On mammography, both breasts consisted of dense glandular tissue, no discrete nodules were found. Neither microcalcification nor architectural distortion was detected. However, an irregular mass with acoustic shadowing was demonstrated on ultrasound scan (USS) in both breasts, indistinguishable from that of breast carcinoma. 

Fine needle aspiration (FNA) with cytology and core biopsy of the lesion was non informative as the lesions were too hard for the needle to successfully penetrate the lesions. Thereafter, localized incisional biopsy of the masses in the two breasts was planned. The patient was discovered to be diabetic only during routine preoperative investigation where her fasting blood glucose level was 31.24 mmol/l, Hb A1c; 15.3 %.

Thorough medical examination by the physician suggested early features of retinopathy and peripheral neuropathy, indicating an undiagnosed diabetic state for a substantial period of time. The thyroid function tests were normal, and anti-GAD antibody titer was negative (< 6.06 kU/L). Both tests were performed to rule out a possible involvement of autoimmune disease.
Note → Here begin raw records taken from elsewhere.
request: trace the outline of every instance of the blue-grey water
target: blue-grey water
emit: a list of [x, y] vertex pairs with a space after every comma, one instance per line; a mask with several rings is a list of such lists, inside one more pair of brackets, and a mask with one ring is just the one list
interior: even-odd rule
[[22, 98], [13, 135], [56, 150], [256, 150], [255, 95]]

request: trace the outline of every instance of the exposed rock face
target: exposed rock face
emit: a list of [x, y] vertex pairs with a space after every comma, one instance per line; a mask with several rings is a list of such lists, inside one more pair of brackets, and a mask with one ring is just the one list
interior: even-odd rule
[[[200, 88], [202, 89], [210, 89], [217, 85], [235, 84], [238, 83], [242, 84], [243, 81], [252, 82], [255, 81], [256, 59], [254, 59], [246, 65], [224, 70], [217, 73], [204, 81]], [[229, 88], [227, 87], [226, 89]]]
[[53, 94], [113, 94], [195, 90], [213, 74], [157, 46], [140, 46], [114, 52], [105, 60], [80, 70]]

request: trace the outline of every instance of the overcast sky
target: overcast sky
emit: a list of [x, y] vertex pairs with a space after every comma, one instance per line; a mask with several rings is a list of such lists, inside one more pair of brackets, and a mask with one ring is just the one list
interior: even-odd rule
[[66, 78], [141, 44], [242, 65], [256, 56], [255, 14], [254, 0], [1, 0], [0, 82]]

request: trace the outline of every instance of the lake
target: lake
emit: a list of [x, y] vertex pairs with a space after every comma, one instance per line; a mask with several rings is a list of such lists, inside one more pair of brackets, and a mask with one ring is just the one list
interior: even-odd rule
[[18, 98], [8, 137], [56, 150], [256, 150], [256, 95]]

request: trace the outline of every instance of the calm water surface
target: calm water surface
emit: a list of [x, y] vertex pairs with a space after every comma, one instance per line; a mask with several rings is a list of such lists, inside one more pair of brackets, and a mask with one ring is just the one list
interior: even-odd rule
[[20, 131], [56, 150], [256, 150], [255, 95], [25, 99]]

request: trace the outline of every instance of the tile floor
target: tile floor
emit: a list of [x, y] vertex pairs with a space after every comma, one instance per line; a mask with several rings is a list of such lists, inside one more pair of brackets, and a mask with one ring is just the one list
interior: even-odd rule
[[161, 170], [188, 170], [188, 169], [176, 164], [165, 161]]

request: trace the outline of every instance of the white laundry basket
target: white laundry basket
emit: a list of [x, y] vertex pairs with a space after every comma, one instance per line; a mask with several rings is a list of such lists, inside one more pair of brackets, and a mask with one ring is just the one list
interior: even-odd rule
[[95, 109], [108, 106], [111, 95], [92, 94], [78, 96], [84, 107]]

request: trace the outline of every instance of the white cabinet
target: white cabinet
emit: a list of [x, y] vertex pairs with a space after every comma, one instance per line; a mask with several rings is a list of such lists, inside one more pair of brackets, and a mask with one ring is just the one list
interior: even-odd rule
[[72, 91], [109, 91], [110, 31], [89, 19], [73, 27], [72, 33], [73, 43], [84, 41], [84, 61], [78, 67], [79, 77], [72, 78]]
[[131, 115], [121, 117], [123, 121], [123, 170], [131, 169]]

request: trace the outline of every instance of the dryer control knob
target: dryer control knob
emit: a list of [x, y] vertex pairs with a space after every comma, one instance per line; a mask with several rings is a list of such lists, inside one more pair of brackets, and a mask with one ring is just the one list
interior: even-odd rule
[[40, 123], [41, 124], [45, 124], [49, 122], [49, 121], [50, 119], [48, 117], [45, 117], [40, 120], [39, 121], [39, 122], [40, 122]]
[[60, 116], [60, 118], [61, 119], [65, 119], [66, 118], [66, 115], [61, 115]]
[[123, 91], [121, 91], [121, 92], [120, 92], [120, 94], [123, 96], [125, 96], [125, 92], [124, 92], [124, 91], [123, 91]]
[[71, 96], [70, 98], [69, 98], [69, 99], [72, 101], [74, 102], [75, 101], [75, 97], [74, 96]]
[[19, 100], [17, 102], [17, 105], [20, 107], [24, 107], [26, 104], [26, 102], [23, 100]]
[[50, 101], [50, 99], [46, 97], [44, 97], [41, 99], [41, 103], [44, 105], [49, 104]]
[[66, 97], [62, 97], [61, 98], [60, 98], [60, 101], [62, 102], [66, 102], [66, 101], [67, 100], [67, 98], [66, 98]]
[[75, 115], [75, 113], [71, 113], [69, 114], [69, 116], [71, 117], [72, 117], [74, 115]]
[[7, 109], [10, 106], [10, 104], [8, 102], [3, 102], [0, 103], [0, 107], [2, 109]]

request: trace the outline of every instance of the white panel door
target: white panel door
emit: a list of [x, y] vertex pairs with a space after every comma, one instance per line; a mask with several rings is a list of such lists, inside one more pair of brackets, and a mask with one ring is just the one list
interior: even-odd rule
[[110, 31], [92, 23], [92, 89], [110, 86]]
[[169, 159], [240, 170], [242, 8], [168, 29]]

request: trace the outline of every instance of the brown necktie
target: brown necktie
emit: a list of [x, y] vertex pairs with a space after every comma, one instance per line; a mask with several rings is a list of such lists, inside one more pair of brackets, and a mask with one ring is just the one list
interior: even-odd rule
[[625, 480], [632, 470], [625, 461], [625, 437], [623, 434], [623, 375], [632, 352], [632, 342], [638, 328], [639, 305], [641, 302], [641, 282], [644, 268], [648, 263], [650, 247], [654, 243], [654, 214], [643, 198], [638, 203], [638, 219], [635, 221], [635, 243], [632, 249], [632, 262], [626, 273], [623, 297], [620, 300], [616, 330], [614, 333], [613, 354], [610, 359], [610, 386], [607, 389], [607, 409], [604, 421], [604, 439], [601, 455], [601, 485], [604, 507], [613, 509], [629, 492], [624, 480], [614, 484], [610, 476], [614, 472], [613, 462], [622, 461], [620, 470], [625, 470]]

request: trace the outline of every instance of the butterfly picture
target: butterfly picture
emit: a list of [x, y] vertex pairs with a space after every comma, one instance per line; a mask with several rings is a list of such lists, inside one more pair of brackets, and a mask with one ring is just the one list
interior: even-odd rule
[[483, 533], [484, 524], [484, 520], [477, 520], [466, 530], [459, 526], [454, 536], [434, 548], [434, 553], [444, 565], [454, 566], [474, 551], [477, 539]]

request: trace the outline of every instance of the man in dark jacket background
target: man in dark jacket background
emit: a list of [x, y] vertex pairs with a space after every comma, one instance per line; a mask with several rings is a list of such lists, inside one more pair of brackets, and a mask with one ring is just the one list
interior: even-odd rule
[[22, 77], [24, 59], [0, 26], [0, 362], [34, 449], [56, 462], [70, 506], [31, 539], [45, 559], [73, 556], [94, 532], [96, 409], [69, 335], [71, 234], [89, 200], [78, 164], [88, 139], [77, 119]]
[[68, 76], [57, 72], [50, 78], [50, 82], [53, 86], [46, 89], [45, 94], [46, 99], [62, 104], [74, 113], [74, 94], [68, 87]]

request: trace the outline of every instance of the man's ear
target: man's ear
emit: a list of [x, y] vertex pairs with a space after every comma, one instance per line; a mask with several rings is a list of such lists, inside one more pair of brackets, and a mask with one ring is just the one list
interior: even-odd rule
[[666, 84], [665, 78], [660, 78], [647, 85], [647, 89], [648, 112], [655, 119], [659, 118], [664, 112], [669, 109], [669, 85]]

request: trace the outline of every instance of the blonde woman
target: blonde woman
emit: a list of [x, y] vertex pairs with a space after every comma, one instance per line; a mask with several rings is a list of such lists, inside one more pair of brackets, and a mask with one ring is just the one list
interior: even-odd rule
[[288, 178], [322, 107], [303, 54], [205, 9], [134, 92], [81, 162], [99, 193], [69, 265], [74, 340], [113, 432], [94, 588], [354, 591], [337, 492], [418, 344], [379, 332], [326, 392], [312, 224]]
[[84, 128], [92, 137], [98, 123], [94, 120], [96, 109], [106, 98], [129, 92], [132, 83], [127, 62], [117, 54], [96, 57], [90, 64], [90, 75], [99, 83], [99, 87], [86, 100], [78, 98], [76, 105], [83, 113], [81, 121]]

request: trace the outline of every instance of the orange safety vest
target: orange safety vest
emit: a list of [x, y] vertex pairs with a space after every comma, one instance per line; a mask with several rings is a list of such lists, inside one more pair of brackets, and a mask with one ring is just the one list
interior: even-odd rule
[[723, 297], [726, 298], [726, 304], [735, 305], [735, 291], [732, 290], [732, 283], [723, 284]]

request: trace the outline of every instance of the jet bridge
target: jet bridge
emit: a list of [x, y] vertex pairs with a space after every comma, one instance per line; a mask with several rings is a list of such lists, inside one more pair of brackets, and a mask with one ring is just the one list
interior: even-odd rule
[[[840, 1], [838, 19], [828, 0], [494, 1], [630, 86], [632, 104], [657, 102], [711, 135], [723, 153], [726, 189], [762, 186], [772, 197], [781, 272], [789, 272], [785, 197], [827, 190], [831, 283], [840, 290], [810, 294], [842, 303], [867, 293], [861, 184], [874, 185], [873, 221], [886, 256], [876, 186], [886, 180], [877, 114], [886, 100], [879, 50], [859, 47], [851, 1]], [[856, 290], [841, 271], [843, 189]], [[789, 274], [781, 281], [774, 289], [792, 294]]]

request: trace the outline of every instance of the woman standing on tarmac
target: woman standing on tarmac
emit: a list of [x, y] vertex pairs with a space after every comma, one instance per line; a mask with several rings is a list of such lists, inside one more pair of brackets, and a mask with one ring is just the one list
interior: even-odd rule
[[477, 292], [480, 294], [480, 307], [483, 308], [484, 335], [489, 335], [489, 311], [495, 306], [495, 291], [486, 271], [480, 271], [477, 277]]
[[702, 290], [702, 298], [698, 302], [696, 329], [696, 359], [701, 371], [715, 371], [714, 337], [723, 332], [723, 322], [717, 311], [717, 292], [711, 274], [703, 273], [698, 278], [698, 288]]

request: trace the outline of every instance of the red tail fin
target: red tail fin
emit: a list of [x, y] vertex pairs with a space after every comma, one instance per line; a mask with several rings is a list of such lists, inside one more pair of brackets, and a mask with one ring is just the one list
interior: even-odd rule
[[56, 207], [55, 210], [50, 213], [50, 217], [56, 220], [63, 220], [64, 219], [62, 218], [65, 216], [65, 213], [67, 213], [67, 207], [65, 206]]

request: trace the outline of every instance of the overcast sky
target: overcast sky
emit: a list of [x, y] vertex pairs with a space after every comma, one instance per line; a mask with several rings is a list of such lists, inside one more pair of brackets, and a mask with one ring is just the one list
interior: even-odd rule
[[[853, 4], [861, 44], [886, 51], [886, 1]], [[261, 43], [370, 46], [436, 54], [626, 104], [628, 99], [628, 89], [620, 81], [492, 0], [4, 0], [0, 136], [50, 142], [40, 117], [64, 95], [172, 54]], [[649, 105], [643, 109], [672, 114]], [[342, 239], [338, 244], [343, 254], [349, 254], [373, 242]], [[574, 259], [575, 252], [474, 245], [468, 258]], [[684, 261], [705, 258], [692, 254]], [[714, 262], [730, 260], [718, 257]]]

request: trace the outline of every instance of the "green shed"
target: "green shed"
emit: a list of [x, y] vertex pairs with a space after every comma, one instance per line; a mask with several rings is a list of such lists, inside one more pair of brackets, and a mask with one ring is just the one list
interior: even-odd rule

Microscopic features of the bilaterally biopsied breast tissue comprised of dense periductular, intracellular and perivascular mononuclear "inflammatory infiltrate" with increased dense fibrocollagenous intralobular stroma. No dysplastic or malignant cells were detected in all sections examined (Fig. 1).

Comments

Diabetic mastopathy (DMP) is a rare tumour-like fibrous proliferation of the breast   that occurs in patients who have  a long  history of diabetes mellitus (DM).1,2 At the time of presentation with breast symptoms, patients often have associated complications of DM such as retinopathy, nephropathy, and neuropathy.3,4

Histologically, it consists of lymphocytic mastitis and stromal fibrosis.1,3,4,5 Most published reports on DMP are on premenopausal women with long-standing type 1 DM.1,2,5 Seidmen et al reported a mean duration of greater than 13 years (range 4 - 27) for DMP to develop.6

Although the pathogenesis is still obscure and could be multifactorial, it is generally believed that these lesions are attributable to extracellular matrix expansion secondary to increased collagen production and decreased degradation, in part related to the hyperglycaemic state.4 However, some studies have attributed the changes to an autoimmune reaction to diabetogenic matrix accumulations.7

As DMP may be confused with breast carcinoma, it is difficult to distinguish these two entities both physically and by imaging. There is no consensus on the diagnostic criteria for DMP.2,7,8,9 Although Logan and Hoffman mentioned several criteria for the clinical and radiological diagnosis of DMP including: long term history of insulin dependent diabetes mellitus (IDDM); radiographically demonstrated dense glandular tissue; one or more hard irregular easily movable, discrete, painless and palpable masses and strong ultrasound acoustic shadowing.2 They have also advocated the use of FNAC in the diagnosis of DMP. They mentioned that the firm resistance experienced during the back and forth motions of the needle are stronger than that of benign and malignant breast conditions. Hence, this could be a clue to the diagnosis of DMP,2 though, unfortunately, DMP contains little cellular material, making cytological diagnosis difficult.7

The clinical characteristic of this disease is that it tends to be recurrent and bilateral in 63 % of the cases , enabling it to be followed closely with ultrasound, avoiding unnecessary surgical biopsies.3,5,9

In conclusion, recognizing DMP requires an awareness that this entity exists. A careful correlation between the patient's clinical history and the physical, radiological, and pathological examinations of the breasts, and the presence of significant acoustic shadowing on ultrasound of the mass or masses, which may be multiple and bilateral, may point to the possibility of DMP, but a histological confirmation is still required to rule out serious malignant conditions presenting in a similar way.